Several anti-B7-H3 antibodies have been used in clinical trials, although B7-H3 binding partner(s) remains unknown. One of those antibodies, MGA271, mediates potent antibodydependent cellular cytotoxicity against a broad range of tumor cell types, which is being tested in several phase I/II clinical trials. The safety of MGA271 in combination with pembrolizumab (anti-PD-1 antibody) is in a clinical trial (NCT02475213), which is given to patients with B7-H3- expressing melanoma, SCCHN, NSCLC, and other B7-H3 expressing cancers. We are looking forward to the result and hope they will produce synergistic anti-tumor effect.

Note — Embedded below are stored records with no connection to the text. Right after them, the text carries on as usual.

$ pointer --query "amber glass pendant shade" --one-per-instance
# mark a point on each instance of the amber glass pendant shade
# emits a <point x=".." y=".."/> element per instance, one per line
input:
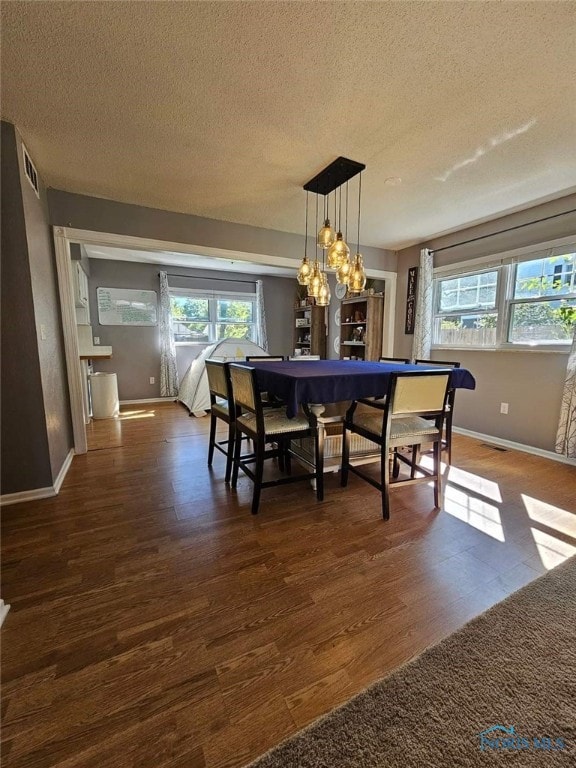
<point x="338" y="252"/>
<point x="326" y="235"/>
<point x="358" y="275"/>
<point x="315" y="280"/>
<point x="324" y="296"/>
<point x="304" y="272"/>
<point x="344" y="271"/>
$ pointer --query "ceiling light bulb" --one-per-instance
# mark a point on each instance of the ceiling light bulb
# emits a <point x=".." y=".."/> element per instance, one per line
<point x="326" y="235"/>
<point x="304" y="272"/>
<point x="323" y="299"/>
<point x="315" y="280"/>
<point x="358" y="275"/>
<point x="344" y="271"/>
<point x="338" y="252"/>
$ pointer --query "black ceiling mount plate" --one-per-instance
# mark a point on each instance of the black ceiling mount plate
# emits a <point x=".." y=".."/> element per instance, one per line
<point x="333" y="176"/>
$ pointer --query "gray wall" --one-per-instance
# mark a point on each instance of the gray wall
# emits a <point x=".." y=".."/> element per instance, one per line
<point x="92" y="213"/>
<point x="36" y="425"/>
<point x="136" y="349"/>
<point x="531" y="382"/>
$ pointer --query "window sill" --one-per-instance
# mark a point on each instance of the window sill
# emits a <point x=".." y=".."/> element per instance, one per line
<point x="562" y="349"/>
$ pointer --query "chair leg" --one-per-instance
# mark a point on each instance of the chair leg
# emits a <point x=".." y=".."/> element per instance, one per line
<point x="320" y="463"/>
<point x="258" y="473"/>
<point x="385" y="482"/>
<point x="212" y="439"/>
<point x="415" y="460"/>
<point x="345" y="458"/>
<point x="236" y="463"/>
<point x="437" y="474"/>
<point x="448" y="428"/>
<point x="230" y="451"/>
<point x="287" y="457"/>
<point x="395" y="464"/>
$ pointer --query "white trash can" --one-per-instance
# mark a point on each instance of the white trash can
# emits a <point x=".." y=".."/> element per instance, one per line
<point x="104" y="393"/>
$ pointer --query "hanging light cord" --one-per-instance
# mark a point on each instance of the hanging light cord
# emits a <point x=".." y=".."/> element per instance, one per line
<point x="306" y="236"/>
<point x="346" y="235"/>
<point x="359" y="199"/>
<point x="316" y="225"/>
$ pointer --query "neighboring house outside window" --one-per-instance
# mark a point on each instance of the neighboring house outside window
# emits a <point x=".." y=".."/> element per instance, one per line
<point x="527" y="303"/>
<point x="205" y="317"/>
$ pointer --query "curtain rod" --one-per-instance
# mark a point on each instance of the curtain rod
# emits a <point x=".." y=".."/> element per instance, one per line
<point x="502" y="231"/>
<point x="224" y="279"/>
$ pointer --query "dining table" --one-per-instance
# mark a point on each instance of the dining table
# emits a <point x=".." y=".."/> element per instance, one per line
<point x="314" y="383"/>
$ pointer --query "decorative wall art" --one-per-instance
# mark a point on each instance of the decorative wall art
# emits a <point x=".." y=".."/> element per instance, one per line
<point x="411" y="300"/>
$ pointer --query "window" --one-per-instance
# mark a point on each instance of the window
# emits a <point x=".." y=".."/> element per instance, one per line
<point x="200" y="317"/>
<point x="543" y="304"/>
<point x="530" y="302"/>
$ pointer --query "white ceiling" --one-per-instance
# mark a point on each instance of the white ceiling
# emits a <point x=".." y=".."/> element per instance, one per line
<point x="225" y="109"/>
<point x="187" y="260"/>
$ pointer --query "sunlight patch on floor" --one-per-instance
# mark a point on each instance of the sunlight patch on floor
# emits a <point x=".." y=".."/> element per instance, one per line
<point x="475" y="512"/>
<point x="552" y="551"/>
<point x="474" y="483"/>
<point x="129" y="415"/>
<point x="552" y="517"/>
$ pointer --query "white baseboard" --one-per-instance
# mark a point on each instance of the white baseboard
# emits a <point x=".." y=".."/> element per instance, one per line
<point x="516" y="446"/>
<point x="149" y="400"/>
<point x="4" y="608"/>
<point x="63" y="471"/>
<point x="39" y="493"/>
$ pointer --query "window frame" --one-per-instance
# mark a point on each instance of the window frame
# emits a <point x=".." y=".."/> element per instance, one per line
<point x="213" y="322"/>
<point x="506" y="269"/>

Recently PD-1/PD-L1 inhibitor therapy in cancer patients results in VISTA upregulation [14], another immune checkpoint, which might be one of the adaptive resistances for PD-L1/PD-1 inhibitors. It is yet to be determined that PD-L1/PD-1 inhibitor therapy can upregulate B7-H3 expression. Although PD-L1 and B7-H3 have similar expression patterns, they function in different sites to promote cancer progression (Table 1), suggesting they are non-redundant in tumor evasion. Thus, combination of PD-L1/PD-1 inhibitors and B7-H3 inhibitors can result in synergistic anti-tumor effect theoretically. In addition, our data strongly suggests that blocking PD-L1/PD-1 signaling pathways and B7-H3 signaling pathways achieve synergistic benefits in murine cancer models. Before this finding is translated to the treatment of human cancer, it is pretty crucial to find B7-H3 receptor(s) in order to better explain the involvement of its pathway in immune responses and cancer development.
Immune Checkpoints | Structure | Expression | Sites of action | |
---|---|---|---|---|
Ligand | Receptor | |||
PD-L1 | IgV-IgC | APCs, tumor cells | PD-1, CD80 | Tumor |
B7-H3 | IgV-IgC-IgV-IgC or IgV-IgC | APCs, tumor cells | Unknown | Lymphoid organ |
Table 1: Comparison of PD-L1 and B7-H3.
This work was supported by grants from The National Natural Science Foundation of China (NSFC) (grant number 81502462) and Beijing Municipal Science and Technology (Grant number Z171100000417005).
The authors declare that there are no conflicts of interest to disclose.